En Alaska, la mesure 2 proposait de supprimer les sanctions civiles et pénales pour les 21 ans ou plus qui "cultivent, consomment, vendent ou donnent de la marijuana ou d’autres produits du chanvre." La proposition a été repoussée par 57% des votants contre 21%. Tous les comtés d’Alaska ont voté pour Bush, cet état est traditionnellement républicain. Pourtant, ce résultat est l’inverse des référendums de 1975 et 1979 à l’issue desquels la possession d’une once de marijuana fut dépénalisée comme dans dix autres états. En 1998, les électeurs d’Alaska avaient légalisé le cannabis thérapeutique. Ils ne semblent pas encore prêts pour le cannabis légal. Mais dans le climat actuel de contre-révolution culturelle, plus d’un électeur favorable sur cinq reste un résultat honorable, d’autant que les opposants ne dépassent pas les 60%.

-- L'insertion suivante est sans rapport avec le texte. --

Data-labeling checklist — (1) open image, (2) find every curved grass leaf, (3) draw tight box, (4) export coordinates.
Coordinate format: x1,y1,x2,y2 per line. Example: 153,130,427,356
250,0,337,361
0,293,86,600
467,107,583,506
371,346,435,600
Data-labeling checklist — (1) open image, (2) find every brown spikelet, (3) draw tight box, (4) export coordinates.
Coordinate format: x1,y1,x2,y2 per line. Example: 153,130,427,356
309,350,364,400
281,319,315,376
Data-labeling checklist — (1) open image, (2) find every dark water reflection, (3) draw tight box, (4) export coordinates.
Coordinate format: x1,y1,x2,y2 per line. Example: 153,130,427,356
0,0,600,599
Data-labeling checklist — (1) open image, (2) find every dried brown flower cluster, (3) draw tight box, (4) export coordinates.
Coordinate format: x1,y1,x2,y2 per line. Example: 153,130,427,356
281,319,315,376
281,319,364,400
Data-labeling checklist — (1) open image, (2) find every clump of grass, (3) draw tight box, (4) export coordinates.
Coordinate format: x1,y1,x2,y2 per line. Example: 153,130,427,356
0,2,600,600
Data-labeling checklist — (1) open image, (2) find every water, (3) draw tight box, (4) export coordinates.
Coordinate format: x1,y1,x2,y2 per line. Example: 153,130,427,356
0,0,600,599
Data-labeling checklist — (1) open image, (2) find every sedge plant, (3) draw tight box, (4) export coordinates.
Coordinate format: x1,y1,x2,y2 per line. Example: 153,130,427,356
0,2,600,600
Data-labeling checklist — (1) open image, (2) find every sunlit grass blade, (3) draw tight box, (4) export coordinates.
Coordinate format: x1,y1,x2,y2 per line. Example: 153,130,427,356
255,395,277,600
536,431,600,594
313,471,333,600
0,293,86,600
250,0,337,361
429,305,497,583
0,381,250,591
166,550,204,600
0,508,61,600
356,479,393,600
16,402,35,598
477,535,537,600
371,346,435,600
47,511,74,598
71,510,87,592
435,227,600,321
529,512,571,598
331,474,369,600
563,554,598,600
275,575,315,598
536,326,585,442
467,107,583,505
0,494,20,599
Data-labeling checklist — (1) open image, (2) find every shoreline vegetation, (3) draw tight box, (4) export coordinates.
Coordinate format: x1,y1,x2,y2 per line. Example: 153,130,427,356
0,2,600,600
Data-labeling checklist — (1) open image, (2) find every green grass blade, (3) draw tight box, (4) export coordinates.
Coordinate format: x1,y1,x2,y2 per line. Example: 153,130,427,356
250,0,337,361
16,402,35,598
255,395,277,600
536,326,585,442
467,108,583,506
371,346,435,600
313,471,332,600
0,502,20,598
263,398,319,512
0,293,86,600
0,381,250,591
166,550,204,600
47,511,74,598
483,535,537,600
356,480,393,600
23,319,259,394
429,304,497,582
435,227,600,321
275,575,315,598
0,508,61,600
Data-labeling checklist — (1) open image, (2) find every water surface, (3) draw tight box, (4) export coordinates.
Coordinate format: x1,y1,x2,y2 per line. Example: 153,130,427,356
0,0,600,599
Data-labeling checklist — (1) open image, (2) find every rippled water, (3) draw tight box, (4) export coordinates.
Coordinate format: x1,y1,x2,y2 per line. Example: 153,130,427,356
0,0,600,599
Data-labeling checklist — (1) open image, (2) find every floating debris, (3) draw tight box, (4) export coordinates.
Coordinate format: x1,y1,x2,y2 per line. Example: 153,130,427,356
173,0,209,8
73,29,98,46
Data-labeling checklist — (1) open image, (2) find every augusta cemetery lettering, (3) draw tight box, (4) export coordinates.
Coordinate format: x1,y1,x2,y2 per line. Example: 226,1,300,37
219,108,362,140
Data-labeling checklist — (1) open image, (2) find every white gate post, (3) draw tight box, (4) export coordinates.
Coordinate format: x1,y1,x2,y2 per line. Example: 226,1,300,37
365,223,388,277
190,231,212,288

Au Montana, l’initiative 148, adoptée à 65%, permet la culture, la possession et la consommation de cannabis pour raisons médicales, dans des quantités limitées, sous déclaration aux autorités et pour des pathologies déterminées. L’initiative protège les patients, les médecins et le personnel soignant des arrestations et des procédures. Le Montana devient le onzième état américain à légaliser l’usage thérapeutique après L’Alaska, l’Arizona, la Californie, le Colorado, Hawaii, le Maine, le Nevada, l’Oregon, le Vermont et l’Etat de Washington. Reste à savoir si les administrations fédérales, sous l’impulsion d’un président ultra prohibitionniste, laisseront appliquer ces décisions populaires ?
En Oregon, la mesure 33 proposait de faciliter l’accès au cannabis thérapeutique en augmentant les quantités autorisées, en libéralisant la liste des maladies autorisant une prescription et en créant des dispensaires pour la production et la distribution. L’initiative a été repoussée par 58% des électeurs, au grand soulagement du District Attorney local qui avait fait campagne contre la mesure. "La mesure 33 n’était rien moins qu’une tentative de légaliser l’usage récréatif de cette drogue sous couvert de l’aide à la souffrance" a déclaré Scott Heiser après les résultats. L’association des médecins d’Oregon avait milité contre cette mesure sous le même prétexte. Les "méchants drogués" de la marijuana se cachent-ils derrières les "gentils patients" du chanvre thérapeutique ? Des dérives sont possibles mais la grande majorité des usagers récréatifs ne veulent pas jouer la comédie à leur docteur, souvent très réticent à prescrire à cause de ce risque d’abus, se faire ficher et risquer des ennuis avec la DEA si l’administration fédérale renforçait encore sa "war on drugs".
Le chanvre est à la fois une ressource agro-industrielle, un médicament et une source de plaisir. La DEA vient de renoncer à persécuter l’usage alimentaire et semble s’assouplir sur le chanvre industriel. Les américains sont favorables à l’usage thérapeutique mais seulement pour de strictes prescriptions, sous haute surveillance et sans organiser l’approvisionnement des malades incapables d’autoproduire leur remède. Le droit au plaisir ne fait pas partie du programme du "born again" Georges W Bush, une majorité d’américains semblent le suivre. Pour les politiciens chrétiens conservateurs, le cannabis constituera encore longtemps un bon argument démagogue pour dénoncer les "déviants libéraux", comme l’avortement, le contrôle des armes ou le mariage des gays. L’espoir progresse lentement.